Michael
Michael

Reputation: 10303

Example of contravariance

I am thinking of the following example to illustrate why contravariance is useful.

Let's consider a GUI framework with Widgets, Events, and Event Listeners.

abstract class Event;
class KeyEvent extends Event
class MouseEvent extends Event

trait EventListener[-E] { def listen(e:E) }

Let Widgets define the following methods:

def addKeyEventListener(listener:EventListener[KeyEvent])
def addMouseEventListener(listener:EventListener[MouseEvent])

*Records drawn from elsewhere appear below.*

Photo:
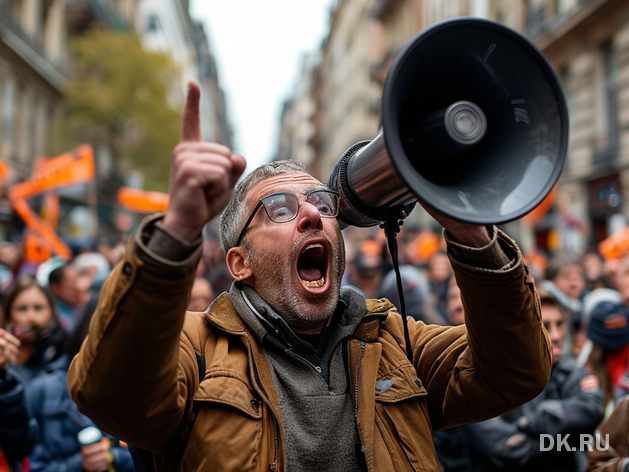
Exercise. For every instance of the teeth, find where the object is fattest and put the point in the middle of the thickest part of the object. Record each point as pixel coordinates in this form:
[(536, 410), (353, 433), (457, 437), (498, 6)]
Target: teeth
[(314, 283)]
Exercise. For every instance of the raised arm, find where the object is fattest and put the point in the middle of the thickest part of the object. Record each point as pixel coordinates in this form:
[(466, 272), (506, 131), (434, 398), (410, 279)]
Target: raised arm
[(134, 375)]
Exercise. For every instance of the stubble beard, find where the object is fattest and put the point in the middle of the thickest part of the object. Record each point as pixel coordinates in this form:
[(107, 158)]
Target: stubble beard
[(278, 284)]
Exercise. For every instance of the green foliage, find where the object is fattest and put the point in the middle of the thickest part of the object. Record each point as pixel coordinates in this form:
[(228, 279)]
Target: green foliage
[(118, 96)]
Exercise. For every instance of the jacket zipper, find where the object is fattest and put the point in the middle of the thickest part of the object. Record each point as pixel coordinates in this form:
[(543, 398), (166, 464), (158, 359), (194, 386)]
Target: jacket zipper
[(273, 467), (363, 344)]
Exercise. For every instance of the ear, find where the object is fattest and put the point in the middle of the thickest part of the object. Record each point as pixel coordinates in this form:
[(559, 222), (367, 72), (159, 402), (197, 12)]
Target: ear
[(238, 263)]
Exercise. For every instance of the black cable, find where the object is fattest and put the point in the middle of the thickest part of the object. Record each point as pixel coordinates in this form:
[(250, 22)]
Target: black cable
[(391, 229)]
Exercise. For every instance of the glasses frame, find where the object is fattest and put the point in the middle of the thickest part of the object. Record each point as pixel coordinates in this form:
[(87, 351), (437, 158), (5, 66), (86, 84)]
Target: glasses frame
[(261, 204)]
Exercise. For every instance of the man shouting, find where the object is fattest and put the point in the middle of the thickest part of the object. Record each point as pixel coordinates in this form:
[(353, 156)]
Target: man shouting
[(290, 370)]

These methods accept only "specific" event listeners, which is fine. However I would like to define also "kitchen-sink" listeners, which listen to all events, and pass such listeners to the "add listener" methods above.

For instance, I would like to define LogEventListener to log all incoming events

class LogEventListener extends EventListener[Event] {
   def listen(e:Event) { log(event) }
}

Since the trait EventListener is contravariant in Event we can pass LogEventListener to all those "add listener" methods without losing their type safety.

Does it make sense ?

Upvotes: 29

Views: 2076

Answers (2)

Jean-Philippe Pellet
Jean-Philippe Pellet

Reputation: 59994

Makes sense to me too. As a rule of thumb, a parametrized type Type[A] should be contravariant with respect to its type parameter A each time it is meant to accept instances of A to do something with them by means of accepting them as parameters.

For instance, the Java type Comparator[T], if it had been defined in Scala, would have been contravariant: a Comparator[Any] should be a subtype of Comparator[String], as it can compare all objects a Comparator[String] can compare, and more. The most general example is the argument types of the FunctionX classes, which are all contravariant.

Upvotes: 7

Daniel C. Sobral
Daniel C. Sobral

Reputation: 297195

It makes sense to me, anyway. And it is also one of the most intuitive examples I have seen: something which listens to all events naturally will listen to key events or mouse events.